The name FULTON does not have anything to do with fowlers town. You are thinking of another Scottish surname, Fullerton, which is derived from Fowlers Town.
FULTON is derived from two Old English (Anglo Saxon) words:
FUL meaning a dirty or muddy place, and TUN meaning an inhabited place. The word TON is often part of English place names.
The surname FULTON would seem to have been adopted by a family who lived in a marshy area.
The earliest reference I have been able to find is of a family with three brothers who appeared on The Ragmans Roll. The family held a feudum in Renfrewshire, between Bridge of Weir and Linwood, from The Abbot and Monks of Paisley Abbey.
The surname also appears in Ayrshire, and is often associated with Beith. The Fulton family became landholders in Ayrshire. They may or may not have been connected with the Renfrewshire family.
Fulton is now a common name in Ayrshire, Renfrewshire and the west of Scotland generally.

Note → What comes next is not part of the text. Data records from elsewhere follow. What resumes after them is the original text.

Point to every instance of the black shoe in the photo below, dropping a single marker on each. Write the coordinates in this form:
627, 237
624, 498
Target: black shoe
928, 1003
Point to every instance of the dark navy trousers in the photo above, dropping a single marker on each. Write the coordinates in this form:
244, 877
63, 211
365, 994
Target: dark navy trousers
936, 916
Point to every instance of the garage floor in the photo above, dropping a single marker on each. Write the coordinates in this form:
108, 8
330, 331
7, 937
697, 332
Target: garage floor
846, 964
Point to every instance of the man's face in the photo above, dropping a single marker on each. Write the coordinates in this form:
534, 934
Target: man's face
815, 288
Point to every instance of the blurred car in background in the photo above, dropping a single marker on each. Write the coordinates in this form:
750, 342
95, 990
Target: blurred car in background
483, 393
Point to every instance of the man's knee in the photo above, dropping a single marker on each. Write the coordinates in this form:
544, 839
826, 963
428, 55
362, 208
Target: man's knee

Fulton is not Anglo Saxon- where do you get this stuff? It is a name from the Norse. Fulton's were in Ireland and the west of Scotland in the sixth century, they had settled around Dublin then came over to the west coast of Scotland. The Normans, if you look into history, that came over to Briton in 1066 were actually Vikings who had settled in France. That's why it's called Normandy, which translated as Norse men land and the name was first recorded in Roxburghshire in the twelfth century and was common in Ayrshire and around the lands in Paisley. Where I grew up there is East and West Fulton and Fulton woods. Fulton translates into English as Fowl Farm, it is not Gaelic for war. Fulton in Arran and the west coast is from the Clan McCloy.